Proposed way of approaching this
There's folks from Pandas (I think at least @jreback, @jbrockmendel and @jorisvandenbossche), NumPy (@seberg, @mattip), the NASA grant (@peytondmurray who will do some of the heavy lifting here on the prototype, Cc @dharhas as PI) with an interest in this. It's probably also relevant for other dataframe libraries; what Arrow provides is relevant; the dataframe interchange protocol probably too. In short: many potentially interested people and projects. So I'd suggest we add comments, new ideas, concerns on this issue - and then also have a call next week with whoever is interested, to have a bit higher-bandwidth conversation on how to get started.

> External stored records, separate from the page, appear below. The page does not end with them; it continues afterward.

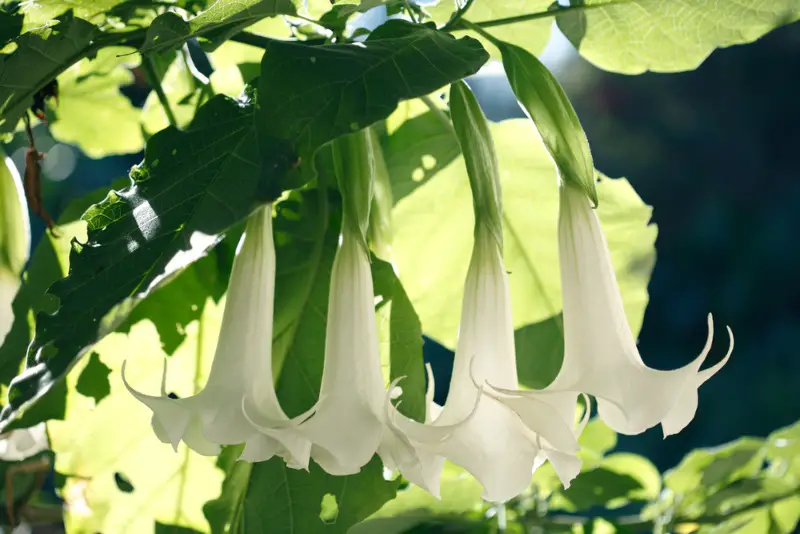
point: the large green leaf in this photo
(433, 225)
(405, 340)
(532, 35)
(183, 95)
(461, 496)
(39, 57)
(91, 112)
(633, 36)
(180, 198)
(220, 21)
(289, 501)
(333, 90)
(10, 24)
(15, 233)
(420, 147)
(120, 477)
(48, 263)
(40, 12)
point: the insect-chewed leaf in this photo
(191, 186)
(325, 92)
(40, 56)
(220, 21)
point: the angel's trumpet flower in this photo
(242, 368)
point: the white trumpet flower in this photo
(600, 354)
(349, 425)
(242, 367)
(497, 438)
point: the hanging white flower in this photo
(349, 426)
(242, 367)
(600, 354)
(601, 357)
(495, 437)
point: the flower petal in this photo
(600, 356)
(347, 427)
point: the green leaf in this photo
(15, 233)
(712, 467)
(434, 221)
(477, 148)
(667, 35)
(40, 56)
(181, 197)
(597, 487)
(49, 263)
(93, 380)
(532, 35)
(172, 306)
(92, 113)
(405, 341)
(21, 480)
(597, 438)
(162, 528)
(10, 24)
(354, 164)
(418, 149)
(100, 447)
(639, 468)
(42, 11)
(183, 94)
(306, 241)
(328, 91)
(225, 511)
(551, 111)
(223, 19)
(540, 352)
(380, 213)
(284, 500)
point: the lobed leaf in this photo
(180, 198)
(333, 90)
(224, 18)
(40, 56)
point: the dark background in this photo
(716, 152)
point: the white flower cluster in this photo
(489, 426)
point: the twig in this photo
(155, 82)
(33, 178)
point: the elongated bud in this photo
(548, 107)
(354, 163)
(476, 143)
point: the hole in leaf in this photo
(428, 162)
(123, 483)
(329, 508)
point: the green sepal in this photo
(354, 164)
(475, 140)
(548, 107)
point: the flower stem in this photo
(458, 24)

A few thoughts on what to do
- A true variable-length string dtype for NumPy is probably most interesting (more so than, for example, reimplementing the fixed-length dtypes in the new dtype framework). Such a variable-length dtype is also mentioned on the NumPy Roadmap. So best to only focus on that first.
- Start working in a separate repo for this, and link it from here. I'll also note that @seberg has a bunch of example dtypes (including one string one) in https://github.com/seberg/experimental_user_dtypes.
- Collect Pandas wishes, needs and pain points in this issue. Cross-link to other issues as appropriate (I apologize for not digging through the Pandas issue tracker to make a start - I figured that Pandas devs may know already what is most relevant here, and I don't).